MADISON (WKOW) -- Madison city leaders are standing by their Democracy in the Park ballot collection effort despite assertions from state Republican leaders that votes collected during the event could be challenged in court.
Madison City Attorney Michael Haas called a letter sent to the city clerk from a lawyer on behalf of Assembly Speaker Robin Vos, R-Rochester, and state Senate Majority Leader Scott Fitzgerald, R-Juneau, "misinformation."
The letter, shared with members of the media late last week, claims that the Democracy in the Park event violates state law by not offering an approved method of ballot collection.
The event, held last Saturday and scheduled again for this weekend, is put on by the Madison City Clerk's Office and gives voters an opportunity to turn in absentee ballots at 206 city parks.
Poll workers staff the different sites and collect ballots in much the same manner they would inside the clerk's office.

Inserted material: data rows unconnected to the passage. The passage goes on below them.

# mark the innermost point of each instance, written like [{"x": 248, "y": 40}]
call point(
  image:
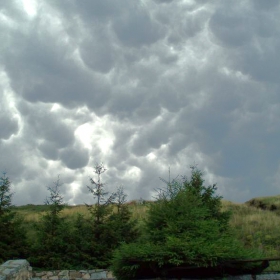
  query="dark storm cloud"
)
[
  {"x": 75, "y": 157},
  {"x": 140, "y": 86}
]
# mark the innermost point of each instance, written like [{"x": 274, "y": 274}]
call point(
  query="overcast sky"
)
[{"x": 139, "y": 85}]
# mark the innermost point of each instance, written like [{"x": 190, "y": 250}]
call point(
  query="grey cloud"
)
[
  {"x": 231, "y": 29},
  {"x": 137, "y": 29},
  {"x": 49, "y": 150},
  {"x": 74, "y": 157},
  {"x": 9, "y": 126},
  {"x": 97, "y": 54},
  {"x": 186, "y": 81}
]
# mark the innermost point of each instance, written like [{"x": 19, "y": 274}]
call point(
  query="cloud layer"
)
[{"x": 139, "y": 86}]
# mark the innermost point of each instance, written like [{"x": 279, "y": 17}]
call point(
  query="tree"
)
[
  {"x": 122, "y": 226},
  {"x": 12, "y": 233},
  {"x": 108, "y": 229},
  {"x": 185, "y": 225},
  {"x": 53, "y": 245}
]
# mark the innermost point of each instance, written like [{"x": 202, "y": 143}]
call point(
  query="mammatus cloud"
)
[{"x": 140, "y": 86}]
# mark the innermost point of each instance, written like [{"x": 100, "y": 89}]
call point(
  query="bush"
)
[{"x": 185, "y": 226}]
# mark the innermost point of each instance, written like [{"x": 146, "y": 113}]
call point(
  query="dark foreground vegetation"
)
[{"x": 187, "y": 225}]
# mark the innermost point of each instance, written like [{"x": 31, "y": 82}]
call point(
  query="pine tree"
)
[
  {"x": 53, "y": 244},
  {"x": 184, "y": 226},
  {"x": 12, "y": 233}
]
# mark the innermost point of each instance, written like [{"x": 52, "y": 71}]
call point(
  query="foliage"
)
[
  {"x": 108, "y": 229},
  {"x": 53, "y": 238},
  {"x": 12, "y": 235},
  {"x": 184, "y": 226}
]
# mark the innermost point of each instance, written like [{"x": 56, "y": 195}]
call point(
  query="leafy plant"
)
[{"x": 184, "y": 226}]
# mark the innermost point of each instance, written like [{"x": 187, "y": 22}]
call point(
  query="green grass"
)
[{"x": 254, "y": 223}]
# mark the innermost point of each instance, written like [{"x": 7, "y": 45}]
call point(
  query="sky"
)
[{"x": 144, "y": 87}]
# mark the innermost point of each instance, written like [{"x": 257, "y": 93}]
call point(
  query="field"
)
[{"x": 256, "y": 222}]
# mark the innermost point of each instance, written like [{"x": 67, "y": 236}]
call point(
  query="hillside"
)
[{"x": 255, "y": 222}]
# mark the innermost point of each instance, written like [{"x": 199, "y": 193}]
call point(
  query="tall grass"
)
[{"x": 256, "y": 228}]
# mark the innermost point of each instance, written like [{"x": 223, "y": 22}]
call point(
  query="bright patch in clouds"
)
[{"x": 139, "y": 86}]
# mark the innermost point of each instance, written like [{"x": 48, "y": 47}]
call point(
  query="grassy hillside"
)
[{"x": 256, "y": 222}]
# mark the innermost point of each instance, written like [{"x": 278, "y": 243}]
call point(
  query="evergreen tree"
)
[
  {"x": 185, "y": 225},
  {"x": 12, "y": 233},
  {"x": 108, "y": 229},
  {"x": 54, "y": 244}
]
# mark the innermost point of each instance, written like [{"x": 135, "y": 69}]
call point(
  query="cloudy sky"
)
[{"x": 140, "y": 85}]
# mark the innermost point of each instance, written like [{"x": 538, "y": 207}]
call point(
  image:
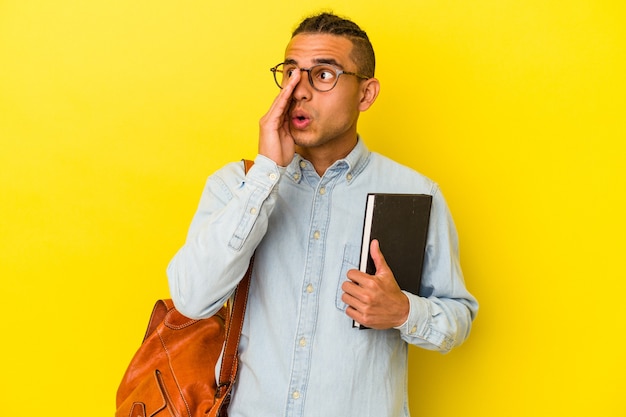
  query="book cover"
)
[{"x": 400, "y": 223}]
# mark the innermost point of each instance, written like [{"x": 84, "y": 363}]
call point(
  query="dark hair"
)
[{"x": 362, "y": 50}]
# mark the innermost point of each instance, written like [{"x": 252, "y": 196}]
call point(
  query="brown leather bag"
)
[{"x": 173, "y": 372}]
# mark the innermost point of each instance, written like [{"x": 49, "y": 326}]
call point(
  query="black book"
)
[{"x": 400, "y": 224}]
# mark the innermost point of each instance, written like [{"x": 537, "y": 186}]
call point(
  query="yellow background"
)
[{"x": 112, "y": 114}]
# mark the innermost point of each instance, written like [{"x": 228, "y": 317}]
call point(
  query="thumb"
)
[{"x": 379, "y": 259}]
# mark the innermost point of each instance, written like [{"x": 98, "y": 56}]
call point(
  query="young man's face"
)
[{"x": 324, "y": 120}]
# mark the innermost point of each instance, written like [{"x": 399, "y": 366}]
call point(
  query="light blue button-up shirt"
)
[{"x": 299, "y": 353}]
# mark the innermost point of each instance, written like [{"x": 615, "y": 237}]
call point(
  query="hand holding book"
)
[
  {"x": 375, "y": 301},
  {"x": 398, "y": 223}
]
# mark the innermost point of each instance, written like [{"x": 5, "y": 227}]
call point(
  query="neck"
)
[{"x": 322, "y": 158}]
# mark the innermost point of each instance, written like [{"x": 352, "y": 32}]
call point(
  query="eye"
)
[
  {"x": 288, "y": 71},
  {"x": 325, "y": 74}
]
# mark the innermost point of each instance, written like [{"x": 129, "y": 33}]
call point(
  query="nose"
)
[{"x": 303, "y": 89}]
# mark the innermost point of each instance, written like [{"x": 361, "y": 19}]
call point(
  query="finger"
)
[
  {"x": 378, "y": 258},
  {"x": 283, "y": 100}
]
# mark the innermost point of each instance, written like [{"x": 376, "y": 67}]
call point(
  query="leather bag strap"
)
[{"x": 228, "y": 369}]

"Given the apparent unlawfulness of the absentee-ballot-collection efforts of your 'Democracy in the Park' campaign, there is a grave risk that all ballots you collect through this campaign will be challenged in court and ultimately invalidated," the letter said.
Haas characterized the letter as "a legal threat hanging out there."

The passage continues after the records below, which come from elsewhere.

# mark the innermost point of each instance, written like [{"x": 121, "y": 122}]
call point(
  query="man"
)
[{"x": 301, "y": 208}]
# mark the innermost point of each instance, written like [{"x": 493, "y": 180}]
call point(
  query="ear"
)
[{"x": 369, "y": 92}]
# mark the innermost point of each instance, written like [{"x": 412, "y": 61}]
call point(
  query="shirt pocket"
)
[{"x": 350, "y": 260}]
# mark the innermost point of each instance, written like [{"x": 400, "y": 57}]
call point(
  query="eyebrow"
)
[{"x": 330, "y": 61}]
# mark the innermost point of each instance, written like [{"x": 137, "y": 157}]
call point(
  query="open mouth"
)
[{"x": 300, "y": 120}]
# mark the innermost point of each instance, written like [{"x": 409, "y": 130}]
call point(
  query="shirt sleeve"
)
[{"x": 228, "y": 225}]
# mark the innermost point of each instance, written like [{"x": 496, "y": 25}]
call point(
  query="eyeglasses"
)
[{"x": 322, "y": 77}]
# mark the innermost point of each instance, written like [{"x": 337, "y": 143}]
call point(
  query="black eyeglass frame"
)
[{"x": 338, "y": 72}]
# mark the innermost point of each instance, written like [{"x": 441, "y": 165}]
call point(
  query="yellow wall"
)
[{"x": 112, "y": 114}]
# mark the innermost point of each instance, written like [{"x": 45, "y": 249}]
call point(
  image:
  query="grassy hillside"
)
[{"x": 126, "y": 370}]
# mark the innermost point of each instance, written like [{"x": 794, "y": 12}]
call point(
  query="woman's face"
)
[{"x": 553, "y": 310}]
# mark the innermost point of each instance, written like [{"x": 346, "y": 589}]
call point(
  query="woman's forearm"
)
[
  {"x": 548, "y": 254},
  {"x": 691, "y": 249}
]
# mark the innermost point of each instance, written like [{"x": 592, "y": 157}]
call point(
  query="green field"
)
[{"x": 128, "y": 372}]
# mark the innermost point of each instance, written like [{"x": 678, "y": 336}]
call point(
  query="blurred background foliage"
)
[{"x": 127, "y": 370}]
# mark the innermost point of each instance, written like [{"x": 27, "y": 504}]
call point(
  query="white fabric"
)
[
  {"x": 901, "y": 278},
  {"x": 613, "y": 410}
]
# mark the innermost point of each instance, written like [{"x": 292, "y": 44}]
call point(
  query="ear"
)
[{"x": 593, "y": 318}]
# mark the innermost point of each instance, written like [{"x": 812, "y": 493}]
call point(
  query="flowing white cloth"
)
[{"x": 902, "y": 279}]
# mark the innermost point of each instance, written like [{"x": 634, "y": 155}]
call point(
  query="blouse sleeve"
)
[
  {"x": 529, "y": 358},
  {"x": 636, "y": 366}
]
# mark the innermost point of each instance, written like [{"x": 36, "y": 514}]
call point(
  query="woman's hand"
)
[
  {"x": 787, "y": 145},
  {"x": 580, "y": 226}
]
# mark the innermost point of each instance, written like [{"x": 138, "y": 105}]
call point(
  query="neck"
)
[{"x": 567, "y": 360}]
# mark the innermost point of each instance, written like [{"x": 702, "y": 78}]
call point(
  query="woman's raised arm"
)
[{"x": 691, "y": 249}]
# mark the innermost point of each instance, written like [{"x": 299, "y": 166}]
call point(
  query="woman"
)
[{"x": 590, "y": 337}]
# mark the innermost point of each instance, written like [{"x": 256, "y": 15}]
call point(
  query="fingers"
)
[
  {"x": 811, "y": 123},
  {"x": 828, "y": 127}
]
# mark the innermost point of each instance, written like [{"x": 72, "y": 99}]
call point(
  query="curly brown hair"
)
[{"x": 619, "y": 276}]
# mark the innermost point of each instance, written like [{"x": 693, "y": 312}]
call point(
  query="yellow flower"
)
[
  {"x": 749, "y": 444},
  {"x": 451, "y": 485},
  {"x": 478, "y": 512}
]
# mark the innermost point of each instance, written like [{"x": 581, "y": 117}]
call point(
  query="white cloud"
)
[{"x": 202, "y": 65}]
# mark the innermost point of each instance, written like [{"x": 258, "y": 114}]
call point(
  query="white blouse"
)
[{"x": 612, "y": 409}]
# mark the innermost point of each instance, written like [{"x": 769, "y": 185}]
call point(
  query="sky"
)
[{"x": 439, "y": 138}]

The letter did not say if Republicans in the Legislature would bring a lawsuit against the city for holding the event.
Wisconsin Elections Commission Administrator Meagan Wolfe said the event did not break any law.
"The prohibition is on being able to issue any ballots prior to the 14 days before the election, when that in-person absentee period can start" Wolfe said. "We're not aware of anyone who has done that."
Haas enchouraged other municipalities to hold their own events similar to Democracy in the Park noting that it had resulted in the city receiving almost 11,000 absentee ballots.